When students have good self-regulation skills, it is easier for us to teach, and students are more successful in their learning. 

Discipline however, is not a goal unto itself. When we consider the needs of the whole child and their successful integration in society we want far more for them than compliance.  

Teaching students appropriate behaviour goes hand in hand with learning essential social and emotional skills.
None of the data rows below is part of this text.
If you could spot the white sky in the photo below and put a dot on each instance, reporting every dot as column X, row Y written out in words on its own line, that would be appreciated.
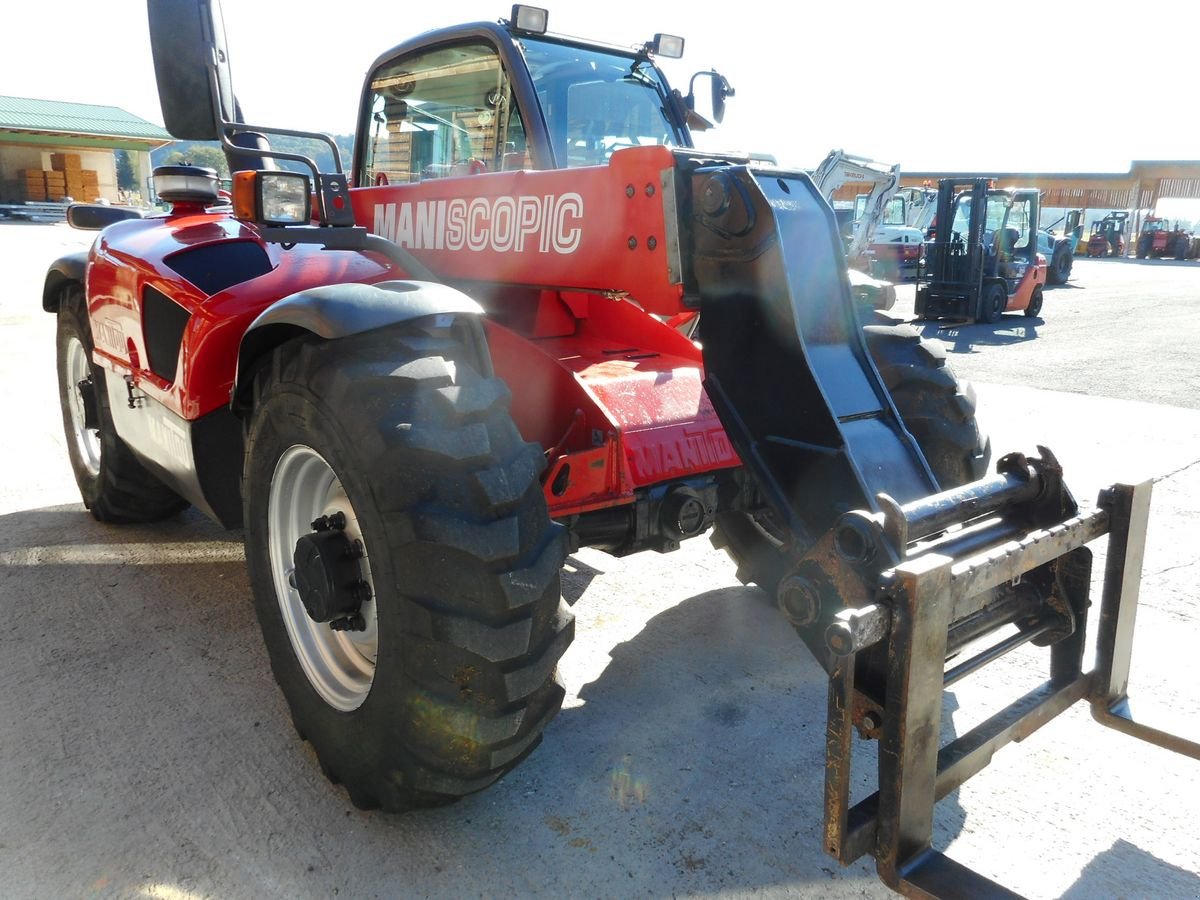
column 930, row 84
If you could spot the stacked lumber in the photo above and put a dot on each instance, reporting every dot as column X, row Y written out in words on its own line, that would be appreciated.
column 90, row 192
column 34, row 185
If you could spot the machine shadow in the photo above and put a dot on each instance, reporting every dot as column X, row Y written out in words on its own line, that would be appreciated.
column 967, row 337
column 1127, row 870
column 714, row 713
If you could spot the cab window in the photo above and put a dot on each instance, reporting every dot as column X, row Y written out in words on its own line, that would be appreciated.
column 442, row 113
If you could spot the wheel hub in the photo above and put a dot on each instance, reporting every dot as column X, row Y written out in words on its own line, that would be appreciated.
column 328, row 576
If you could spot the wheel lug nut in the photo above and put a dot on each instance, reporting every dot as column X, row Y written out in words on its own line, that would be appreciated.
column 333, row 522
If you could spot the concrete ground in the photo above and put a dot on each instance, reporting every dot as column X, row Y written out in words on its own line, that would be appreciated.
column 145, row 751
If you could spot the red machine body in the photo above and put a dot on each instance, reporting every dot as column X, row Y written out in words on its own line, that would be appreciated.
column 612, row 391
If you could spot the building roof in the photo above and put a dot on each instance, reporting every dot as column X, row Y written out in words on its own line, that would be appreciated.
column 55, row 117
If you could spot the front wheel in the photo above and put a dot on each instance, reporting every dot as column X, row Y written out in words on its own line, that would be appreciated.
column 937, row 409
column 405, row 568
column 1035, row 306
column 113, row 484
column 993, row 304
column 1061, row 263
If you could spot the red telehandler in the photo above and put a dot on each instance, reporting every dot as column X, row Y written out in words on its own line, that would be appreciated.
column 420, row 384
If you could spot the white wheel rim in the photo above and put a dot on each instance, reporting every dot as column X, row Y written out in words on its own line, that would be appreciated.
column 87, row 441
column 340, row 665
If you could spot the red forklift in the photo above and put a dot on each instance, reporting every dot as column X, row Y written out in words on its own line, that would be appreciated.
column 1108, row 237
column 985, row 262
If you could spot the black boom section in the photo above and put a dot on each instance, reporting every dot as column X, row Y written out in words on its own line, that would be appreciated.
column 785, row 360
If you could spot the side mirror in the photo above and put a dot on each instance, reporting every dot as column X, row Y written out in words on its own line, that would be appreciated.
column 94, row 216
column 721, row 89
column 191, row 65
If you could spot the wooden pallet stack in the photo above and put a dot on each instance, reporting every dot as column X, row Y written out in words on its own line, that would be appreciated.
column 65, row 178
column 71, row 166
column 55, row 185
column 35, row 185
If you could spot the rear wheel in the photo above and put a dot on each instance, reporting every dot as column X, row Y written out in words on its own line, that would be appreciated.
column 937, row 409
column 1035, row 306
column 991, row 306
column 405, row 568
column 113, row 484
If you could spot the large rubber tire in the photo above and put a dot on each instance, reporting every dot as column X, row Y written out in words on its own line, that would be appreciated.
column 1035, row 309
column 114, row 485
column 937, row 409
column 454, row 678
column 1061, row 263
column 993, row 303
These skills equip young people with strategies and understandings to navigate the world in an effective, dignified and caring way.   

The core competencies are well documented in the Collaborative for Social and Emotional Learning (CASEL): 

  1. Self-Awareness: Being able to identify your own emotions and thoughts and understand how they impact your behaviour.
  2. Self-Management: Being able to successfully regulate your emotions, thoughts, and behaviours in various circumstances.
  3. Responsible Decision Making: Being able to make productive choices about your own behaviour and social exchanges based on ethics, safety and social norms.
  4. Relationship Skills: Being able to build and maintain healthy and satisfying relationships with diverse individuals and groups.
  5. Social Awareness: Being able to see a variety of perspectives, empathise with others’ points of view, including those from diverse backgrounds and cultures. 

When there is a whole school approach,  

“Teaching of SEL (social and emotional learning) permeates every part of school life and focus, from the interactions between staff and students, to curriculum choice and classroom pedagogy”. (CASEL) 

In addition to these capabilities we teach students appropriate behaviour so that they: 

  • can learn effectively 
  • know how to cooperate with others in a social and academic setting 
  • have strategies to manage conflict  
  • develop a strong sense of self-efficacy and high self-esteem 
  • develop skills of independence 

Discipline takes on a radically different perspective when teachers understand that poor behaviour is a lack of appropriate social and emotional skills.